In Hurlingham, Videla was part of the Catholic Family Movement, where he was the only military member of the group. “Every Sunday he went with his family to the 11 o’clock Mass at Sacred Heart Church. Sometimes they would walk the 25 or 30 blocks to the church and sometimes they would use an IKA Pond. There were some third-world priests in the church and since we knew what Videla thought, we asked them not to give him communion,” says Cristina, who had begun to join the JP in those years.

At the masses, Videla would hurry to assist the priest and was in charge of the biblical readings. The MFC included Catholic families, but of diverse ideologies. In those meetings Videla had strong discussions, especially with accountant Horacio Palma, a leftist man who lived three blocks away from Videla and who made no effort to hide his dislike for the military.

Palma, during the military dictatorship of his former neighbor, was abducted from his home on January 11, 1977 by four men in civilian clothes with long guns. He was clandestinely detained at ESMA, while his house and farm in Mendoza passed into Massera’s hands through a fictitious sale.

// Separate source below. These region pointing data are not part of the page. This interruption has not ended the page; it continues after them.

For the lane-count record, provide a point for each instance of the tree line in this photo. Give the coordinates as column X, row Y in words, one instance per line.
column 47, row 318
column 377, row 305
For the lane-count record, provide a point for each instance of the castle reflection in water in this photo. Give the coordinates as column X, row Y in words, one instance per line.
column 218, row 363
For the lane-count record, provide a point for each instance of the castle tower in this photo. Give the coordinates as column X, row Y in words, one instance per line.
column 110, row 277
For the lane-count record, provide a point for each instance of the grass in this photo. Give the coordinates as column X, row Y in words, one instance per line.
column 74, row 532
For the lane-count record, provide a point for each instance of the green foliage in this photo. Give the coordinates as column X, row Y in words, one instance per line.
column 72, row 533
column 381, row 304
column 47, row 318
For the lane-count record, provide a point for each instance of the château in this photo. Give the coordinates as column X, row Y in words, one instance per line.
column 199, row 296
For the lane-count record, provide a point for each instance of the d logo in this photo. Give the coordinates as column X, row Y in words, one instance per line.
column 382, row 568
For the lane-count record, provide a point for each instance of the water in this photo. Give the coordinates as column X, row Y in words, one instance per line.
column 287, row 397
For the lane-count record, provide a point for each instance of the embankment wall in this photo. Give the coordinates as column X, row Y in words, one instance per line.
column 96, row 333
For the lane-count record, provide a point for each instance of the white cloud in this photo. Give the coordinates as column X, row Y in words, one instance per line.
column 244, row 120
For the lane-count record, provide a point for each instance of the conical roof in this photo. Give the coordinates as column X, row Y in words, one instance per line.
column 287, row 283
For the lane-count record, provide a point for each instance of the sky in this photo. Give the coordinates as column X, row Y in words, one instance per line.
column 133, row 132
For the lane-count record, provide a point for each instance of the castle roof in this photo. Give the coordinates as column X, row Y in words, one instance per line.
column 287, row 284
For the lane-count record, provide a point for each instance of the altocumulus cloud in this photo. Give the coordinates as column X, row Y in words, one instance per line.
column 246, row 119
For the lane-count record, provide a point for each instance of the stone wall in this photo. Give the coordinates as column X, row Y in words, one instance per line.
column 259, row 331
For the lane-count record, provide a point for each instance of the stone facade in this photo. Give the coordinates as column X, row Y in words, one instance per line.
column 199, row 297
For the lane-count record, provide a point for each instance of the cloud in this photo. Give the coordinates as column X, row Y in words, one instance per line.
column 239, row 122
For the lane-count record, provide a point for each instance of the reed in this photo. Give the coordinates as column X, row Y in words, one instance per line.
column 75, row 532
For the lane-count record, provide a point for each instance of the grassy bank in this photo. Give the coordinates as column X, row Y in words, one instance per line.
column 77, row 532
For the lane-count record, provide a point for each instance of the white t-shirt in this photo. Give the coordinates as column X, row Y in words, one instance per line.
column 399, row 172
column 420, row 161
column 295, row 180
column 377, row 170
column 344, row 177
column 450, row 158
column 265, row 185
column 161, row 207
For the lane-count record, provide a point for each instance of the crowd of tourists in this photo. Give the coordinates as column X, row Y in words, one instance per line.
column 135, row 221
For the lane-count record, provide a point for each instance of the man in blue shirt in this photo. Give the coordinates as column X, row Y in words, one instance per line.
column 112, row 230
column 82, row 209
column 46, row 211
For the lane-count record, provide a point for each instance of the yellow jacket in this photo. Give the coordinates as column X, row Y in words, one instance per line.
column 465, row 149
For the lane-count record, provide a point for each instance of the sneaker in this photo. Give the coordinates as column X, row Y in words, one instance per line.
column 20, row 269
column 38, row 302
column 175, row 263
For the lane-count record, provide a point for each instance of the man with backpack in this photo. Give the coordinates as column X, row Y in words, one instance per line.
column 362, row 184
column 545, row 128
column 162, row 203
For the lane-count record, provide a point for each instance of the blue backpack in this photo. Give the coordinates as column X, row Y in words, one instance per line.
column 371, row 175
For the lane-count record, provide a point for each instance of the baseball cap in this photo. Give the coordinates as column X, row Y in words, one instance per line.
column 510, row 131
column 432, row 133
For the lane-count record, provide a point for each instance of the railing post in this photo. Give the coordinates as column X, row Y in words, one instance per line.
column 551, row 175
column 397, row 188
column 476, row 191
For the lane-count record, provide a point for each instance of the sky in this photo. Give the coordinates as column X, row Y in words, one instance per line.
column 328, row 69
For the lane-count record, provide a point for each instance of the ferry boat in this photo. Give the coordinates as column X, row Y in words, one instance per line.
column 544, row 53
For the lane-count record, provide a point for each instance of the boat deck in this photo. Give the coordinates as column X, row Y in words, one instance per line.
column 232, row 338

Several former neighbors and comrades of the Hurlingham MFC met with Videla to ask him for Palma, including his wife, whom he treated very badly. The messianic dictator’s response to these desperate pleas to save a life was more or less always the same: “I can’t do anything”.

In Palma’s case, perhaps a revenge for old arguments, he also questioned why he should intercede: “It’s not worth it, he’s a communist”, he said. His former neighbors also asked him for a missing Catholic worker and the dictator argued that he had no chance to intervene and that he was most likely to be found lying in a ditch.

In 1977, Santiago Cañas, a retired military officer who had worked as a clerk in the Montes de Oca Colony, sent him a letter asking for his kidnapped daughter. “I appeal to your human and Christian feelings and in memory of that son of yours who was interned in the Montes de Oca Colony to give me information about the whereabouts of my daughter Angélica”. Not even the memory of his deceased son softened the heart of the coup leader. The letter with the answer was sent that same day: “There are times when I cannot do anything”, Videla replied to that father as hopeless as himself when he received the report of his son’s illness.

Among the hundreds of tragic cases that touched the dictator closely, the disappearance of the French nuns is perhaps the most atrocious, given the relationship they had had with his disabled son. Videla knew that they had been kidnapped and that they were in the ESMA. Yet they were tortured, loaded onto a death flight and thrown alive into the sea.

The old dictator died in a toilet of the Marcos Paz prison, almost as a mockery for a man who felt all-powerful and master of the fate of thousands of lives. A man without nuances: merciless, messianic and cruel. Who behaved like a friendly neighbor but who finally showed that he was a monstrous character, capable of being at the head of the bloodiest and darkest dictatorship that scourged Argentina.